I would like to better understand semaphore. More precisely, I would like to know the utility of semaphore in the code below:
import aiohttp
import asyncio
async def fetch(session, url, sema):
async with sema, session.get(url) as response:
return await response.text()
async def main():
urls = [
'http://python.org',
'https://google.com',
'http://yifei.me',
'other urls...'
]
tasks = []
sema = asyncio.BoundedSemaphore(value=100)

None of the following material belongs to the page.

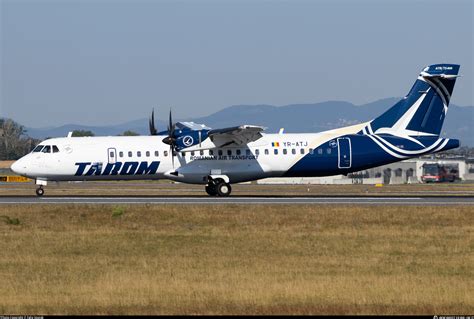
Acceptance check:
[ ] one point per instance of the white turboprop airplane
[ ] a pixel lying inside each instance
(196, 154)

async with aiohttp.ClientSession() as session:
for url in urls:
tasks.append(fetch(session, url, sema))
htmls = await asyncio.gather(*tasks)
for html in htmls:
print(html[:100])
if __name__ == '__main__':
loop = asyncio.get_event_loop()
loop.run_until_complete(main())
which I found here: Using Python 3.7+ to make 100k API calls, making 100 in parallel using asyncio
Now, on this link: https://pyquestions.com/aiohttp-set-maximum-number-of-requests-per-second and this post aiohttp.TCPConnector (with limit argument) vs asyncio.Semaphore for limiting the number of concurrent connections they say that the limit of simultaneous connections can be handled by the TCPConnecter, and that the default value is 100 connections.
Hence, in my opinion, the use of semaphore in the code above is useless, as the number of connections is already limited by TCPConnecter. Moreover, according to this post How to asyncio.gather tasks in chunks + use semaphore with TCP connections limit? it will not change the memory usage, as all the coroutines will be allocated in memory even with semaphore. Am I correct or am I missing something? Is there an advantage in using semaphore in the code above?
Moreover, if I had to pass 100k urls in the code above, should I limit the number of workers via a queue or should I just let it be?